The more Israel gets bogged down in its fight with Hizbullah, it becomes clearer that in recent decades, as Israel wore itself out due to the conflict with the Palestinians, Israel's military prowess and deterrent ability have been weakened, to an unacceptable point.
It has been said many times, but we can no longer ignore the repercussions: For decades Israel has sacrificed its blood and economy into the conflict with the Palestinians and that conflict has occupied the best part of our thoughts and domestic debates.
For nearly 40 years, Israel's development as a nation, a society and as a country has been displaced to a barren, mistaken path that has led Israel to a dead end. A large part of Israel's internal discourse has been conducted around the question of occupation, or at least with some link to it.
Other meaningful debates, and dealing seriously with Israel's real problems and with the truly threatening dangers that lie ahead have been pushed aside.
Just think about how much the debate over last year's disengagement from Gaza sapped us. How much money was wasted on the entire process, on compensating settlers that wouldn't have been there in the first place if our politicians had any foresight at all?
Think about all the hours wasted training soldiers how to evict babies and wailing teenagers kindly but firmly, instead of training to fight groups such as Hizbullah.
I am a simple man. I have no special sources of information apart from the news media. But I am concerned: What will we do the day we really have to fight, when we face a greater, more complex threat than anything we have previously known, but the army is unprepared because it has spent decades policing the occupation?
Pre-occupied with occupation
The IDF has been occupied all these years with clashing with Palestinian civilians and settlers alike. All these years, all our blood has gone towards the occupation and its complications, the occupation and its hallucinations. The occupation became the largest national, economic and identity project Israel has ever known.
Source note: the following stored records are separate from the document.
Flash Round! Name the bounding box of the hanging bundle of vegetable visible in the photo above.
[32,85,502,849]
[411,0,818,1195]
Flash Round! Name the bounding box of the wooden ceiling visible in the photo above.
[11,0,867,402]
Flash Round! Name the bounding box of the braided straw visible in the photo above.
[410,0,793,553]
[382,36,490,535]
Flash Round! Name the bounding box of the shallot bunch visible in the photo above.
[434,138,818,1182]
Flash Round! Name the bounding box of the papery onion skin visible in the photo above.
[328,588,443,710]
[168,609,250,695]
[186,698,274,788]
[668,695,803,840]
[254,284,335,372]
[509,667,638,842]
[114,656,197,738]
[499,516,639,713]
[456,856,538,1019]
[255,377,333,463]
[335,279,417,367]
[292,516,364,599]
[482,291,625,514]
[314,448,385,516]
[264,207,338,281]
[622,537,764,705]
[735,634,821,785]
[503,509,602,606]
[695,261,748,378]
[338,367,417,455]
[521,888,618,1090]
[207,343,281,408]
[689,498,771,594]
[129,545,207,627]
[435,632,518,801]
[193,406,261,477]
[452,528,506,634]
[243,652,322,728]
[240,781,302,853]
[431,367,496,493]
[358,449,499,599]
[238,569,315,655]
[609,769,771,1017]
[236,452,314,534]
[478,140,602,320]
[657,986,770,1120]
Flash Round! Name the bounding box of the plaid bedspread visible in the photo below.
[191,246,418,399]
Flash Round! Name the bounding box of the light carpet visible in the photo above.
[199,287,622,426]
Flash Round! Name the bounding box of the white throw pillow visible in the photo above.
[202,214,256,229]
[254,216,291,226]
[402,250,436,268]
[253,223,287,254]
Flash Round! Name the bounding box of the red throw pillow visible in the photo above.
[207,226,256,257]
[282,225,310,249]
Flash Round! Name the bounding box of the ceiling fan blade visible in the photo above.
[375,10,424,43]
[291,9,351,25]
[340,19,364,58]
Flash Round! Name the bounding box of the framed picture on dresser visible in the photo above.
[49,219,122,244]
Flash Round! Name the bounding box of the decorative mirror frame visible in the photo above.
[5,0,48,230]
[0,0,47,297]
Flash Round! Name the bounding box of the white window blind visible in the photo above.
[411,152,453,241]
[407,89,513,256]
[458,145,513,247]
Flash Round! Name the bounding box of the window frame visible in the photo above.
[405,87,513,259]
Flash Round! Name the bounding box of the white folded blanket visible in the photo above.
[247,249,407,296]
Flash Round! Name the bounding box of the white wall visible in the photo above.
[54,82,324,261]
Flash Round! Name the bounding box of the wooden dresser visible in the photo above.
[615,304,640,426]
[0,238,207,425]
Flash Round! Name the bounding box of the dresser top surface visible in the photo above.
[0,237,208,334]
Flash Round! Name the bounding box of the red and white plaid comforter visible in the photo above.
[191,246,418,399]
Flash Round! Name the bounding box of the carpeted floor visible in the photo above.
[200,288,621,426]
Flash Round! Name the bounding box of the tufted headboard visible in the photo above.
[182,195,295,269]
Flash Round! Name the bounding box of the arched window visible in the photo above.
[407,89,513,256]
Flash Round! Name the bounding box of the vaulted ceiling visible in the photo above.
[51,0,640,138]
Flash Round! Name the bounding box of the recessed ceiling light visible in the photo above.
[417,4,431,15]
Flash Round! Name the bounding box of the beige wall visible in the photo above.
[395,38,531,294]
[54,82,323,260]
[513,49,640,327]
This latest clash makes an agreement with the Palestinians even more urgent: The occupation must end, not because it will be "good for the Palestinians," but rather because only thus will Israel be able to return quickly to a military and diplomatic agenda such a fragile country needs.
This is the only way the country will have enough energy, will be able to "free up our heads" enough to prepare itself adequately for the existential threats that lie ahead.
Tough times ahead
Make no mistake about it: An end to the occupation will not make anyone in the Middle East love us. Even afterwards, Israel will remain a foreign implant in the region in the eyes of most Arab countries.
But a reasonable arrangement with the Palestinians will reduce the flames under most of our conflict points, will allow Israel to heal domestic wounds, and will remind Israelis what is truly worth fighting for.
Unfortunately, Israel will have to reach an agreement with Hamas, at least for a cease fire to last several years. This is a partial and problematic solution. But it is still better than the current status quo.
Is it really so unreasonable to predict that if we don't find some solution quickly, even a partial one, to the Palestinian conflict, that we may find ourselves in a few short years yearning for today's Hamas (a group that we can still come to an agreement with, as Ismail Haniyeh calls for over and over)?
Now is the time for Israel to initiate a new process with all sectors and factions of the Palestinian people. We must present serious proposals that will give the Palestinians real challenges and opportunities, and force them to decide if they want to compromise with us to live in peace, or if they are prepared to continue to be held captive to a fanatic, fundamentalist government.
Hizbullah's belligerent, uncompromising actions have sent many Israeli to consider the two fronts Israel is currently fighting as one, existential threat. But whereas Hizbullah is committed to destroying Israel, most Palestinians have reconciled themselves – unhappily, perhaps – to with Israel's existence and with the need to divide the land they share with us.
Most Israeli and Palestinians understand that their fates are intertwined. Both have a clear interest in reaching a settlement and compromising on the most basic of principles. It is clear to both that at the end of the day this conflict has no military solution.
The brutal crushing of the Gaza Strip has exhausted itself, and according to reports, even the extreme organizations in the PA are prepared for a cease fire. A wise Israeli proposal to begin negotiations – even before the end of the current round of fighting with Hizbullah – could show the Palestinians and the world that Israel differentiates between the two battle fronts, and could improve Israel's position on both fronts in one fell swoop.